The 1st TSC senior enlisted leader seminar (SELS) is held quarterly to educate and develop sustainment senior enlisted leaders through open dialogue and interactive training. We do this by hosting a two-day event. Senior leaders across various sustainment commands provide insight into current and ongoing initiatives. 1st TSC senior enlisted leaders receive the opportunity to understand the visions, priorities, and intents of commanders and the U.S. government. SELS entails a joint senior enlisted seminar serving as a forum to review best practices for enhancing multidomain operational effectiveness through collaboration between all branches of service. Senior enlisted leaders start with professional relationships that develop into effective collaboration, an important aspect in building interoperability, with the end goal of greatly improving the ability of all senior leaders to advise commanders while leading organizations across the Army.

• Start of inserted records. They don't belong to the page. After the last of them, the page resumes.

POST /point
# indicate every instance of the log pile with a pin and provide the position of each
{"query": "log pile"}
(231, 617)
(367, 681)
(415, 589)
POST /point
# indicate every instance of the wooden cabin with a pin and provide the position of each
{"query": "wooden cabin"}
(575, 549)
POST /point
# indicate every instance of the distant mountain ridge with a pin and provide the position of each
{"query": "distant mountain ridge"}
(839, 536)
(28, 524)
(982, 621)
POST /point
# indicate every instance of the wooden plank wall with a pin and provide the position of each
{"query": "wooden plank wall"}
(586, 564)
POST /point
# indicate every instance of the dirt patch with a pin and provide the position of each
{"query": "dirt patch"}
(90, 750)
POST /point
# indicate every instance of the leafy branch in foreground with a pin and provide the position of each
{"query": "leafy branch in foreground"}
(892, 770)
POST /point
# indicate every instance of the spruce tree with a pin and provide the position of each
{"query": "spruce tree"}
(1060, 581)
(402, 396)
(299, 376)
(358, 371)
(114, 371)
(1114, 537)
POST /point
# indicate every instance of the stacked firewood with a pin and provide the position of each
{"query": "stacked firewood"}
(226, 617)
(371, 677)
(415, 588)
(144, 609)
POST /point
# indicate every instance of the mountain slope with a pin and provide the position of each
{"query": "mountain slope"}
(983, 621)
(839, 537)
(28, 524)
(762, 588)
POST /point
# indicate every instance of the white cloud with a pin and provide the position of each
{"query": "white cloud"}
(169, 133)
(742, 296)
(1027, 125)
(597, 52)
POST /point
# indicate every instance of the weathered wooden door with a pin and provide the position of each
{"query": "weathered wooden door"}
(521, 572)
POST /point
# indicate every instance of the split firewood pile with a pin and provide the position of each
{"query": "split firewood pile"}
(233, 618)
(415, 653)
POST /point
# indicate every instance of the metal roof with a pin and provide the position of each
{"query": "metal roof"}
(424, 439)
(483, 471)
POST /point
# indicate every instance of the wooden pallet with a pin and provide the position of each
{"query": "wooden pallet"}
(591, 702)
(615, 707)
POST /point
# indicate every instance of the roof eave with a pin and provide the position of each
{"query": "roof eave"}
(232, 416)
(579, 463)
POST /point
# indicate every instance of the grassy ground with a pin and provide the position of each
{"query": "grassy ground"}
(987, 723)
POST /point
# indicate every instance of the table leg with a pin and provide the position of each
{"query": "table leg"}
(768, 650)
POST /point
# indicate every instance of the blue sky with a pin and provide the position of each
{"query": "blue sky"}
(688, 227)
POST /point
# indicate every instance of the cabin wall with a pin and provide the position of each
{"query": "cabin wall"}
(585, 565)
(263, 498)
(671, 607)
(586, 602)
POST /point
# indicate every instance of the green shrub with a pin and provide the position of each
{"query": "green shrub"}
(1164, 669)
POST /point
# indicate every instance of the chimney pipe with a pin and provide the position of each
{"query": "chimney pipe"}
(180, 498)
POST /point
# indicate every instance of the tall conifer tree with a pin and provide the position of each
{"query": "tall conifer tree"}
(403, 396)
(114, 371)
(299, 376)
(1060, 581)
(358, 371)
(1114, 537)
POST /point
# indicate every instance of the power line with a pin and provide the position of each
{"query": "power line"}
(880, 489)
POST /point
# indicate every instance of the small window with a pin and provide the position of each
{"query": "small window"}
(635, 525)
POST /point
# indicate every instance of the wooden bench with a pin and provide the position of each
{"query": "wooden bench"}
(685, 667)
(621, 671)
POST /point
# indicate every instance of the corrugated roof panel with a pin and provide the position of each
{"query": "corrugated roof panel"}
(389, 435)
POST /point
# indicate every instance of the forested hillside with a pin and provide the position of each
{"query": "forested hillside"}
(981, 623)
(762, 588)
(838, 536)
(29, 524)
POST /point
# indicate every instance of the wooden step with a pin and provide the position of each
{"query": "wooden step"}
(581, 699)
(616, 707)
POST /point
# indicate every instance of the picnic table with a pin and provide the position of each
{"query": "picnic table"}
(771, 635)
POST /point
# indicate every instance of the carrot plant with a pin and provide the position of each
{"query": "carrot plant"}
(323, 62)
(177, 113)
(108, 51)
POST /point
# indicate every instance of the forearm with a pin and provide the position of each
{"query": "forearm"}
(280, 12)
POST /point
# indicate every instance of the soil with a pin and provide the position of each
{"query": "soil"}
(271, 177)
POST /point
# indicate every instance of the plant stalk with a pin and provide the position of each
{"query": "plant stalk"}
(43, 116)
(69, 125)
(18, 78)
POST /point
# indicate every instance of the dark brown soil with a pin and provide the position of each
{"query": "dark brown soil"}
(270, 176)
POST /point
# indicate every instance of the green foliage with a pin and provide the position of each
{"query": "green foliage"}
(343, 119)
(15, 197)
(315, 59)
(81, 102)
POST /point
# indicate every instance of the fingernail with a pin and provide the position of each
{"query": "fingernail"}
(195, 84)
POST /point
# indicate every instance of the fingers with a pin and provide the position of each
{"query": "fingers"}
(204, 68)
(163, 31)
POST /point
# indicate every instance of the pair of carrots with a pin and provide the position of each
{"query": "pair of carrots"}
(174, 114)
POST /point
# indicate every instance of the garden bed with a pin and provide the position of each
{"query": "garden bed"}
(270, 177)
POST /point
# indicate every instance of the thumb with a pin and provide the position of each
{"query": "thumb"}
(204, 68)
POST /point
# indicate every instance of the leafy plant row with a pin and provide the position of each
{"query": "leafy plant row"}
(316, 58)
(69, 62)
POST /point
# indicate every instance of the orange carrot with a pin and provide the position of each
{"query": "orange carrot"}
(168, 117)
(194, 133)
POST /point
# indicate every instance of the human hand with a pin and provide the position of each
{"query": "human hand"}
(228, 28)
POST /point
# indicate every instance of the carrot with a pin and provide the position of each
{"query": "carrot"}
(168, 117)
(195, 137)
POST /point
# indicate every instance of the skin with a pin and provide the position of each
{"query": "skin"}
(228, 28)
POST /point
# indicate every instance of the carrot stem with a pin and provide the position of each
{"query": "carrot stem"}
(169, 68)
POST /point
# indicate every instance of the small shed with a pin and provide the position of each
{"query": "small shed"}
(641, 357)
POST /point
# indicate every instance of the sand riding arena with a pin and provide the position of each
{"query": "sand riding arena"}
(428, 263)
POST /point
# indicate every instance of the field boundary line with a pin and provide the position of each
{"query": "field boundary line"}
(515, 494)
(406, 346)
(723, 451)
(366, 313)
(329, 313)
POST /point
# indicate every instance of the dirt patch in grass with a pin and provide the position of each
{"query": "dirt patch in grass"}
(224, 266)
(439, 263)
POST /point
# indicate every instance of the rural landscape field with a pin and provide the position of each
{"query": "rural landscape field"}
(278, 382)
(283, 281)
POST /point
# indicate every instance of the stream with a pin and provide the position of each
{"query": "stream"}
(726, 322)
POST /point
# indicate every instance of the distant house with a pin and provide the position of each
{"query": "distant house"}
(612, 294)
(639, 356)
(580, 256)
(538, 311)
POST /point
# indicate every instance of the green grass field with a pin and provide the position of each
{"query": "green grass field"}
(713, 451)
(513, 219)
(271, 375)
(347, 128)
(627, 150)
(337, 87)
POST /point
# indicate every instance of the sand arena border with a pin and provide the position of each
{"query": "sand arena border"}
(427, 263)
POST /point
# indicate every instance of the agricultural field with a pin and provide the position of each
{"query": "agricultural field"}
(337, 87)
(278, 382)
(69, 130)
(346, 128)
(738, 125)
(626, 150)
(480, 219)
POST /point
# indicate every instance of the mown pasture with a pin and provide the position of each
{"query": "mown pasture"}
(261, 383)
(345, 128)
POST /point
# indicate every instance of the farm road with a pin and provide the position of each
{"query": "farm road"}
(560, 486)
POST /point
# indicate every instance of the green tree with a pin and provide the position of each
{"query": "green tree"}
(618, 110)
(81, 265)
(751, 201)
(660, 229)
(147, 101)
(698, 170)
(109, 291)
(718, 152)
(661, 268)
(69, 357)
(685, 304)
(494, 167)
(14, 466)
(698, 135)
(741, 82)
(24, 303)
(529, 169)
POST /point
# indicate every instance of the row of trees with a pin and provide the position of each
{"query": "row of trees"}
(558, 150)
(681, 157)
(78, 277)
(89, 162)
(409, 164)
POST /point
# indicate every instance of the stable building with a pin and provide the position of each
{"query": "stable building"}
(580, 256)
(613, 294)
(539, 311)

My goal is to assist the team in the continued effort to drive the 1st TSC into the front line of innovation and to continue improving the quality of life, standards, and discipline, empower the NCO Corps, and build cohesive teams. I’m establishing team-building programs within all my initiatives and within the organization that have a direct impact on the establishment of trust.
Command Sgt. Maj. Albert E. Richardson Jr. currently serves as the senior enlisted advisor for the 1st Theater Sustainment Command, Fort Knox, Kentucky. He has served as command sergeant major of the 299th Brigade Support Battalion, 2nd Armored Brigade Combat Team, 1st Infantry Division, Fort Riley, Kansas, and command sergeant major of the 23rd Quartermaster Brigade. He has served in posts across the United States and in overseas assignments, including Korea, Italy, Germany, and Poland. He has also deployed to Iraq. He has an associate’s degree in applied science from Columbia Southern University, Alabama, and a bachelor’s degree in business from Excelsior College, New York.
This article was published in the Summer 2023 issue of Army Sustainment.